Odorico

24 juillet 1992
10m 32s
Réf. 00232

Notice

Résumé :

Isidore Odorico, originaire d'Italie, est issu d'une famille de mosaïstes. Après des études aux Beaux-Arts de Rennes, il reprend l'atelier familial. Artisan et artiste, il exerce notamment son talent en décorant des maisons de l'Ouest.

Type de média :
Date de diffusion :
24 juillet 1992
Source :
FR3 (Collection: Estivales )
Personnalité(s) :

Éclairage

Isidore Odorico, artiste mosaïste, est né en 1893 et décédé en 1945. Fils d'une famille d'artisans italiens, il suit des études à l'école des Beaux-Arts de Rennes. C'est après la Première Guerre mondiale qu'il reprend l'entreprise de son père. Sa formation artistique lui permet de créer des motifs inspirés de manière tout à fait personnelle par l'art déco alors répandu. Il développe considérablement l'entreprise entre les deux guerres, la région n'ayant pas de tradition dans ce domaine.

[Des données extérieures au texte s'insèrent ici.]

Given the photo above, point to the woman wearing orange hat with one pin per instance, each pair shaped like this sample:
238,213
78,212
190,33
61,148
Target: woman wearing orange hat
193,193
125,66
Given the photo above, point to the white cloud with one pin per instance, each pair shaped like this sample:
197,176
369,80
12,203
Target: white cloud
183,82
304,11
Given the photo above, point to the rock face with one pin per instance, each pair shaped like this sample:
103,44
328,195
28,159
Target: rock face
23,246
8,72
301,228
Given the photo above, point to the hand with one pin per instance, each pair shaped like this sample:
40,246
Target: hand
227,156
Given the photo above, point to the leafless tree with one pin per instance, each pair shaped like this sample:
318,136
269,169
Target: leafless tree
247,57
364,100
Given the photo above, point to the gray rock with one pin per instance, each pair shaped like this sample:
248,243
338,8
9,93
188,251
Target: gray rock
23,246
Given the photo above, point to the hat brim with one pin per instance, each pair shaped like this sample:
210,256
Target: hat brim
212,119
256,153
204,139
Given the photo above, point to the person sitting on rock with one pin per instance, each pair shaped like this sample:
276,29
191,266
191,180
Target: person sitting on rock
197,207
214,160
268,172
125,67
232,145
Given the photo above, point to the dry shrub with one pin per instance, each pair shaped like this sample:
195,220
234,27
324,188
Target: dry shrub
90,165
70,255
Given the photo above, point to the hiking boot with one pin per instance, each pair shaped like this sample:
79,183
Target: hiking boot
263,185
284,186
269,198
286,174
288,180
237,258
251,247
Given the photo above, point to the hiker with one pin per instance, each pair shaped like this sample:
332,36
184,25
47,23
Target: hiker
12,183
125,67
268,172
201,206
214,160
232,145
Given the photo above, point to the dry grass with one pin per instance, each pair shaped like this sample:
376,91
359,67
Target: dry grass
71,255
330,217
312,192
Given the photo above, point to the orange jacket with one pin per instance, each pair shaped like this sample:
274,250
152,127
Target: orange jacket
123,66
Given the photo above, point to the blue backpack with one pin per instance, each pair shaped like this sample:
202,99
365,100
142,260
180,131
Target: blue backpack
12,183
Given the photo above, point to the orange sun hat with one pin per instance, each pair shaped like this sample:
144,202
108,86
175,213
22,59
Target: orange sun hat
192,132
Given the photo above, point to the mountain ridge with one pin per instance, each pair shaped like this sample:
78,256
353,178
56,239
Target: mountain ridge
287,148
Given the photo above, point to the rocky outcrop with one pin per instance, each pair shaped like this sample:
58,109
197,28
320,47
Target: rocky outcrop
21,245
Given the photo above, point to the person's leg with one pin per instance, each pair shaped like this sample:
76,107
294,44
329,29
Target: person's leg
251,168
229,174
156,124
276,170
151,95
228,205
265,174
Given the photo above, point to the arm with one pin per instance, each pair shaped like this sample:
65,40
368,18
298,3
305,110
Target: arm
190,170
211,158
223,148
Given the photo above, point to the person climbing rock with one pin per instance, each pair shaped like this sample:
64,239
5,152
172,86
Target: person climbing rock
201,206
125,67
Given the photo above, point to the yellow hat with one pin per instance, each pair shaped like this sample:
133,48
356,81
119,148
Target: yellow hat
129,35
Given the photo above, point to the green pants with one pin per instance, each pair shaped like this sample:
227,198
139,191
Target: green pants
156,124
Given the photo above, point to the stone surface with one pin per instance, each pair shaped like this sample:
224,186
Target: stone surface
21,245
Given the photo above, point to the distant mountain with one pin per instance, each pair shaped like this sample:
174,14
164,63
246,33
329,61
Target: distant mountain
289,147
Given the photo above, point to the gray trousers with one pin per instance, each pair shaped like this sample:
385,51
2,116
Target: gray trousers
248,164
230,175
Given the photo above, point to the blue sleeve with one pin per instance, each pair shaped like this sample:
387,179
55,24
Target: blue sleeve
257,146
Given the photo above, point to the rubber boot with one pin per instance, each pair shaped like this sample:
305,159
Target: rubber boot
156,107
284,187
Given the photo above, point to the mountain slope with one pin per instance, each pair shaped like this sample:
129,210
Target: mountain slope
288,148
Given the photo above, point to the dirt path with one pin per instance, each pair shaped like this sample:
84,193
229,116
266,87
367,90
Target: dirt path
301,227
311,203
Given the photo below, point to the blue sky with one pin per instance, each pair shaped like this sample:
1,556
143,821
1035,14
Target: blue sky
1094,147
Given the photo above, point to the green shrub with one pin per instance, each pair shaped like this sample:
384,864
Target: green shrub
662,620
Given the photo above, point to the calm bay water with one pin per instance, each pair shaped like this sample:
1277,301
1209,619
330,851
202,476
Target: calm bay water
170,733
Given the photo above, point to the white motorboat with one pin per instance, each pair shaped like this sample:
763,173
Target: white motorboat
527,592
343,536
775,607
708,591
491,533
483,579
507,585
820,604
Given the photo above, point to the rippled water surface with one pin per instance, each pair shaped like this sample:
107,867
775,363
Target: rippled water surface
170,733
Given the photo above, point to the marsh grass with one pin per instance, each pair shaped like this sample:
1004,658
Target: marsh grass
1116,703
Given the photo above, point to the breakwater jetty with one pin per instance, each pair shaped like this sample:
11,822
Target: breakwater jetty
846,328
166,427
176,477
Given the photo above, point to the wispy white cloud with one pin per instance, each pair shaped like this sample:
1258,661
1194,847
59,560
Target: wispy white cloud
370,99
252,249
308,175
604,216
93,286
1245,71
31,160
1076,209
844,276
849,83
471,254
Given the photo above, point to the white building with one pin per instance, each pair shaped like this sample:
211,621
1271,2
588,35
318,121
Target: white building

Comme ses parents, il utilise la pose par inversion inspirée par les procédés de restauration des mosaïques antiques et importée de sa région d'origine, le Frioul ( Italie). Cette technique lui permet de préparer en atelier des fragments plus sophistiqués, installés ensuite sur le chantier. Cela permet aussi un coût moins élevé.

C'est essentiellement dans l'ouest de la France qu'Isidore Odorico collabore avec des architectes.

En savoir plus :

L'art déco : un style du début du XXe siècle.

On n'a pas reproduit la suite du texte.